Original Article

Electro-thermal energy yield simulations for bifacial all-perovskite tandem modules

¹ Fluxim AG, Katharina-Sulzer-Platz 2, 8400 Winterthur, Switzerland
² Fraunhofer Institute for Solar Energy Systems ISE, Heidenhofstr. 2, 79110 Freiburg, Germany
³ TNO partner of Solliance, High Tech Campus 21, Eindhoven, 5656 AE, The Netherlands
⁴ Zurich University of Applied Sciences ZHAW, Technikumstrasse 71, 8400 Winterthur, Switzerland

^* e-mail: This email address is being protected from spambots. You need JavaScript enabled to view it.

Received: 12 October 2025
Accepted: 29 January 2026
Published online: 10 March 2026

Abstract

The energy yield of bifacial all-perovskite tandem modules is quantified for a selected outdoor testing location using electro-thermal simulations on cell and module levels combined with a model providing spectral irradiance according to geographical location and time.
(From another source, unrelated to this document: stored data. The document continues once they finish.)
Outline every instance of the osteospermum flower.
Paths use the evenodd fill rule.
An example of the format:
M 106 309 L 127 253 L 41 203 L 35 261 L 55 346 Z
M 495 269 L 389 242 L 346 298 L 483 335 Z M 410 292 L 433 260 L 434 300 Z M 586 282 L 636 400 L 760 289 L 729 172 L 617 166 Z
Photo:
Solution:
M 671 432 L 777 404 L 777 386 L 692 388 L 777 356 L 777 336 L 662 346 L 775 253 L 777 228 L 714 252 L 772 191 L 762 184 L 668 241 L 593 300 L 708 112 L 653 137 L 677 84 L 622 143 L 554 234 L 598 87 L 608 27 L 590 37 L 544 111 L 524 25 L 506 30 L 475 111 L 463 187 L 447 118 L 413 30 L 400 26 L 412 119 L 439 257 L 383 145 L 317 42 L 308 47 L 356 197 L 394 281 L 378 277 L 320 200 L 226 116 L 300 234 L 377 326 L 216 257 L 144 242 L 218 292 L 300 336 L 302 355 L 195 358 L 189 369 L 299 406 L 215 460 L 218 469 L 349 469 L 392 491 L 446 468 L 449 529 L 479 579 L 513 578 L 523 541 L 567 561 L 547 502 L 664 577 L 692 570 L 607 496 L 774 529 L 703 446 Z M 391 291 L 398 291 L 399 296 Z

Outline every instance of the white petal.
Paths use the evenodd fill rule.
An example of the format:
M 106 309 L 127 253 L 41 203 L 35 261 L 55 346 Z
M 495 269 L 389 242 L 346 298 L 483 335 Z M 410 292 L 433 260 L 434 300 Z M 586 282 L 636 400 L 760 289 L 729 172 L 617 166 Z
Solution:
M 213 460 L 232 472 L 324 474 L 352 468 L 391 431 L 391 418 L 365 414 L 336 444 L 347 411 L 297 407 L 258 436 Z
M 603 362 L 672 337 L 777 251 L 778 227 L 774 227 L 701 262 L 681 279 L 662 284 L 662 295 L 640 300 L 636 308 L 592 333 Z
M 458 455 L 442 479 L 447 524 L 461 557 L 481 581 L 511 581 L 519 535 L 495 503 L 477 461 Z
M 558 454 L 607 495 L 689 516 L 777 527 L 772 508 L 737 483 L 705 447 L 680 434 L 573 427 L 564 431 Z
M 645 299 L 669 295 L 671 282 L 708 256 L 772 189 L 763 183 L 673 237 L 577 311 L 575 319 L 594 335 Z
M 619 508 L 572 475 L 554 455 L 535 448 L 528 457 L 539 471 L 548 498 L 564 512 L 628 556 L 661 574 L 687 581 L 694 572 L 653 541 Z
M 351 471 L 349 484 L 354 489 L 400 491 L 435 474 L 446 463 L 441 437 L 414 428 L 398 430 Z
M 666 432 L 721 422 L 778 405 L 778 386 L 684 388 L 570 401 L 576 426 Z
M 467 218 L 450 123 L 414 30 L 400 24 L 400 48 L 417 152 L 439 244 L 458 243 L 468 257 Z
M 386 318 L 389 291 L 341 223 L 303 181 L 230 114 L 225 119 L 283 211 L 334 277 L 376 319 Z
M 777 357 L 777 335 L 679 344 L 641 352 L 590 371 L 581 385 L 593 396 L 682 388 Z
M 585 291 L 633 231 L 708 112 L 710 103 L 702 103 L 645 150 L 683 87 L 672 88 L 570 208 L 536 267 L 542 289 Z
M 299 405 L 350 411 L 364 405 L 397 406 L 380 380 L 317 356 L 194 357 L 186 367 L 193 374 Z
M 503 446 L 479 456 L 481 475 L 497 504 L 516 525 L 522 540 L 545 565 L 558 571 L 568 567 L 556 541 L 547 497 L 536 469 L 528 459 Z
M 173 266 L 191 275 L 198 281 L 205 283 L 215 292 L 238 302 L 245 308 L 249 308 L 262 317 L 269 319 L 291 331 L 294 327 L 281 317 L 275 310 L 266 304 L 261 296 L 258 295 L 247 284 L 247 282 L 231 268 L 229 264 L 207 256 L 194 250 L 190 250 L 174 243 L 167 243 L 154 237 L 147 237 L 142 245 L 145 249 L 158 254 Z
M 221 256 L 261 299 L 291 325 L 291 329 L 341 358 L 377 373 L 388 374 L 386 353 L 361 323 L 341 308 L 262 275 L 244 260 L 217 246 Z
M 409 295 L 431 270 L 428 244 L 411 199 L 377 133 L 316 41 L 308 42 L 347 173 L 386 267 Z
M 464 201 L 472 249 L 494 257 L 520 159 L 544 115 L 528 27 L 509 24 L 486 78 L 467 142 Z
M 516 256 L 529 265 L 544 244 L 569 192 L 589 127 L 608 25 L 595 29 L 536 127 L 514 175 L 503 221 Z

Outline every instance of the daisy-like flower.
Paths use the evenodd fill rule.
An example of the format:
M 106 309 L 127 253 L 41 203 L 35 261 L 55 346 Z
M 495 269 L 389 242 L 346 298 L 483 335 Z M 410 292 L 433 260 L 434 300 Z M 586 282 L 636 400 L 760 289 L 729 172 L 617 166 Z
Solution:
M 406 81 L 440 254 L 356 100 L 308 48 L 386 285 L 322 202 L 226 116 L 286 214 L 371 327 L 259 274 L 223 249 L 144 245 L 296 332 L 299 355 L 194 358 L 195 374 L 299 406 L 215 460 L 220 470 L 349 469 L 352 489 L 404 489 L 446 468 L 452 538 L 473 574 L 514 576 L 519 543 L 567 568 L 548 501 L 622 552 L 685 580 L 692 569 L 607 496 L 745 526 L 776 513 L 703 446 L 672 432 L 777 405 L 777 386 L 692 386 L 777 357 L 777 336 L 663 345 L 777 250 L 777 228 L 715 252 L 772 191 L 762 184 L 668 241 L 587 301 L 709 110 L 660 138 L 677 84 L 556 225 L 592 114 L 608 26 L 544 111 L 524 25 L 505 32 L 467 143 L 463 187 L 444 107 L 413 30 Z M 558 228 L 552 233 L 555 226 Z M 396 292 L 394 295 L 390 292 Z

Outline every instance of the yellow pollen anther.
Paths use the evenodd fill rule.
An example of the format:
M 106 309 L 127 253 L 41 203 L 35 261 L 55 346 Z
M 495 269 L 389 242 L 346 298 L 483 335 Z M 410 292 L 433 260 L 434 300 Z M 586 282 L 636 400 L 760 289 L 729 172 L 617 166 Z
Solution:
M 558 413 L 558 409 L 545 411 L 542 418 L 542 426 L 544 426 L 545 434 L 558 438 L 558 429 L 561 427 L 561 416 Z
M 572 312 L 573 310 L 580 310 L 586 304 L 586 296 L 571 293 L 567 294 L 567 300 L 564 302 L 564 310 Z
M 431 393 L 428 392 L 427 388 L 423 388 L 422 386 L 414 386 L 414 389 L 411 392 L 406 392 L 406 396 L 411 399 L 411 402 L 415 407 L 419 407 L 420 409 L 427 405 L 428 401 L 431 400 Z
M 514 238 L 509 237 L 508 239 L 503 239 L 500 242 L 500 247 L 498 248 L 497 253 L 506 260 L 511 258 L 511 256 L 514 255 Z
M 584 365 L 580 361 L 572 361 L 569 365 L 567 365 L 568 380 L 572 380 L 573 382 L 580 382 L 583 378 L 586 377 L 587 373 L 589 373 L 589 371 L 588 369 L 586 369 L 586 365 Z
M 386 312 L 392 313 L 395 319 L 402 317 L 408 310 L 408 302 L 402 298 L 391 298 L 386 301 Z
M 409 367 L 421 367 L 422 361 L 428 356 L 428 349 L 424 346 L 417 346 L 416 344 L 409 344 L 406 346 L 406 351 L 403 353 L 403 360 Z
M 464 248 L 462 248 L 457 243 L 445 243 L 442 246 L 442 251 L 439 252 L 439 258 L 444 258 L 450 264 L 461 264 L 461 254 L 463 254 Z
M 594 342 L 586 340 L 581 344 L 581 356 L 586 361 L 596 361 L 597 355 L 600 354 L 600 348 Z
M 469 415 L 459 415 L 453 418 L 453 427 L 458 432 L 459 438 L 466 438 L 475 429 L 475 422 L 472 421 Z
Cell level modelling is performed using an opto-electronic drift-diffusion-Poisson simulation on the full tandem device under consideration of direct and diffuse front illumination according to the sun position and atmosphere model, and diffuse rear illumination according to the ground albedo. On module level we combine a two-dimensional finite-element large area simulation of the electrodes in an optimized layout for a 100 cm² monolithically interconnected module with the one-dimensional active area coupling law obtained from the simulated cell level characteristics. Thereby, thermal effects are considered regarding heat generation by light absorption, charge carrier transport and recombination, as well as heat transport through the stack and dissipation at the surface. To reduce the computational cost, operation conditions are binned with respect to limiting photocurrent, ambient temperature, and wind speed. After verification of the validity of the binning approach by comparison with full time-data modelling, it is used to compute the annual energy yield on cell level as a function of ground albedo and top cell band gap, confirming both, a large gain from bifaciality already at moderate albedo and the benefit from lower band gap top cells for high rear irradiation level due to large ground reflectivity. Finally, thermal effects and configuration-dependent cell-to-module losses are quantified via the evaluation of annual energy yield with the full electro-thermal module simulation, using the binned cell-level characteristics as well as the measured ambient temperature and wind speed as input. The results imply that an accurate assessment of upscaling losses is more critical for a reliable quantification of energy yield than consideration of the full temperature dependence.